Lugosi was keen to keep his refined features unobstructed by
fangs or furry applications when he brought his vampire to the screen for
Universal. Film historians love to speculate about how Dracula might have
looked had Lon Chaney lived long enough to portray him. They often imagine a
count more along the lines of the terrifying pseudo-vamp Chaney played in London After Midnight, with his buggy
eyes and razor teeth. Maybe he would have looked something like Max Schreck’s
even scarier bald, rat-like count in Nosferatu.
Or maybe Chaney would have gone to the source text and based his creature on
Stoker’s hairy-palmed menace. Driven by vanity— and perhaps unconsciously
recognizing a powerful image when he created one— Lugosi would have none of
this. Lugosi’s Dracula just looked like Lugosi, not even sporting the
exaggerated widow’s peak he’d wear in Mark of the Vampire, the 1935 remake of London After Midnight.
Following Nosferatu
and London After Midnight, Lugosi’s
Dracula must have seemed like a radical rewrite of the vampire. However, there
had been dashing, even beautiful, vampires even before Stoker’s novel was
published in 1897. The genre’s first significant fiction was Dr. John
Polidori’s “The Vampyre” (1819). Dr. John began his story at that same fateful
Swiss getaway that saw Mary Shelley conceive Frankenstein. Despite a ghastly pallor, the “form and outline” of
Lord Ruthven’s face are “beautiful” and “many of the female hunters… attempted
to win his attentions, and gain, at least, some marks of what they might term
affection…” The cutesy-pie named
Varney in James Malcom Rymer’s Varney the
Vampire (1847)—with his “dreadful eyes,” “horrible” face, and “hideous”

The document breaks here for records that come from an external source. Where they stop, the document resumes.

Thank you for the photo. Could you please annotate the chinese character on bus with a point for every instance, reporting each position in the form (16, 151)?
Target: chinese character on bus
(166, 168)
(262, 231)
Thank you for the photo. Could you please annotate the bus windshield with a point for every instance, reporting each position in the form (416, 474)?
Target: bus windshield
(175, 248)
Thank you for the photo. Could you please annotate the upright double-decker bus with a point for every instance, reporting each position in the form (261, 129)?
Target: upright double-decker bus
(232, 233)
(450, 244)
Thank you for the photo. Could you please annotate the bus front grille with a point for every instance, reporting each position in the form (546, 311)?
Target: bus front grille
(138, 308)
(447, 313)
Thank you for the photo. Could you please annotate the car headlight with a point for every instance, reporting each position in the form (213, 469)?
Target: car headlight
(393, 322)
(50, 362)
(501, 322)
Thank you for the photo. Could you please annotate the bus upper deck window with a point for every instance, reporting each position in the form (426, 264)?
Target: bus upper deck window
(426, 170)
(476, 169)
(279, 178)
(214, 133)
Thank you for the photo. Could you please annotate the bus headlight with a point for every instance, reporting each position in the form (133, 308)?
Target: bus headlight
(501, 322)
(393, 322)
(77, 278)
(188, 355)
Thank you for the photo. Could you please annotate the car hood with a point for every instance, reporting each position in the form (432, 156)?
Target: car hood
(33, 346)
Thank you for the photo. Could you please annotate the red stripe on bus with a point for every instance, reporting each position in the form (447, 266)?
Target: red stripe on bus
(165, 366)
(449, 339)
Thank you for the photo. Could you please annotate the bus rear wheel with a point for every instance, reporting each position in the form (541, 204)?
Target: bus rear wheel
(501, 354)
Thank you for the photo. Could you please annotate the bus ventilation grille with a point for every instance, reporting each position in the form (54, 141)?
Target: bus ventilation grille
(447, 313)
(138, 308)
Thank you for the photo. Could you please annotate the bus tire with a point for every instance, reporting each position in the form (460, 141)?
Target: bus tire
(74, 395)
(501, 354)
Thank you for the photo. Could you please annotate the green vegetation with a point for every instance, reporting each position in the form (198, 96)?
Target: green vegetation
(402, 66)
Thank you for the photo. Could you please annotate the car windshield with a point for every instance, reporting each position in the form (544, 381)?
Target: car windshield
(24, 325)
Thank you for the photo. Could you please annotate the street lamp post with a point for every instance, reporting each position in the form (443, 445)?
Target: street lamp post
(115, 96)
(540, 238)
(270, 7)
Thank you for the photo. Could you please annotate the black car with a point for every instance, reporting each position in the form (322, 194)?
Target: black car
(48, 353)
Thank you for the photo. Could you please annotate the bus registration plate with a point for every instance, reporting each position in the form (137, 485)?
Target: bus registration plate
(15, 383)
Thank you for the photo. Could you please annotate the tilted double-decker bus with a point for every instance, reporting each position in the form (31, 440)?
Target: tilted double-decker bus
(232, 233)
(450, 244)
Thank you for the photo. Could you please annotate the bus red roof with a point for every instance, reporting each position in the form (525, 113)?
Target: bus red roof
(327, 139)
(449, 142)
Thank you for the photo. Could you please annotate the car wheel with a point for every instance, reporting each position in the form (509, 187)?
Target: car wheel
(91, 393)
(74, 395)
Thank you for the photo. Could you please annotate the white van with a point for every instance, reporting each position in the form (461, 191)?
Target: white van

teeth— was more akin to the creature Stoker would create, but the title
character of Joseph Sheridan Le Fanu’s Carmilla
(1871) was “pretty, even beautiful,” and up for some lesbian action intended to
titillate readers also invited to condemn her “unnatural” desires; that way everyone
could get their rocks off while still feeling morally superior.
Lugosi was not the first good-looking, sexually
attractive vampire, but he refined the vampire concept so powerfully and
pervasively that he nearly negated the very option that these creatures could
be anything less than Playgirl-ready.
The ugly vampires of cinema future usually paid explicit homage to Max Schreck
(Reggie Nalder’s Kurt Barlow in Salem’s
Lot, Klaus Kinski in Nosferatu:
Phantom der Nacht). More commonly, we could expect super hunks like Christopher
Lee, Louis Jordan, Frank Langella, and Gary Oldman to don the cape. Perhaps
Anne Rice put the final nail in the ugly count’s coffin, opening the crypt door
for Tom Cruise and Brad Pitt to take vampire attractiveness to absurd extremes
in Interview with the Vampire, and
paving the Borgo Pass for Robert Pattinson’s dreamy-weamy Eddie “Munster”
Cullen in Twilight.
So should Lugosi be praised or condemned for so assuredly
re-vamping the vampire for generations to come? Well, it is what it is, and
maybe sexing up the vamp is not even his greatest crime, for he is
responsible—unintentionally, of course—for thick, Hungarian accents intoning “I vant to suck your blaahd!” or simply “Blah!” or other such nonsense that
appears nowhere in Tod Browning’s film. Without Lugosi, there would be no
Groovie Goolie Drac, no Count von Count (“Von bat! Tooo bats! Ha, ha, ha!”), no
Count Chocula (“Vith chocolate flavored sweeties!”), and no Count Blah
(“Blah!”).
Yet Dracula, has not suffered by such parodies. Only
Sherlock Holmes rivals him as the character most often depicted on screen. The
count remains un-alive and well in the 21st century, goofing around
in the current cartoon Hotel Transylvania
and ready to re-sex y’all as embodied by sexy sexer Jonathan Rhys Meyers in a
T.V. series slated to air on NBC next year. While the timelessness of Stoker’s
novel must take some credit, Lugosi’s equally timeless portrayal of Dracula is
just as responsible for the character’s unbelievable longevity. That’s quite a
supernatural achievement.
Bela Lugosi was born 130 years ago today.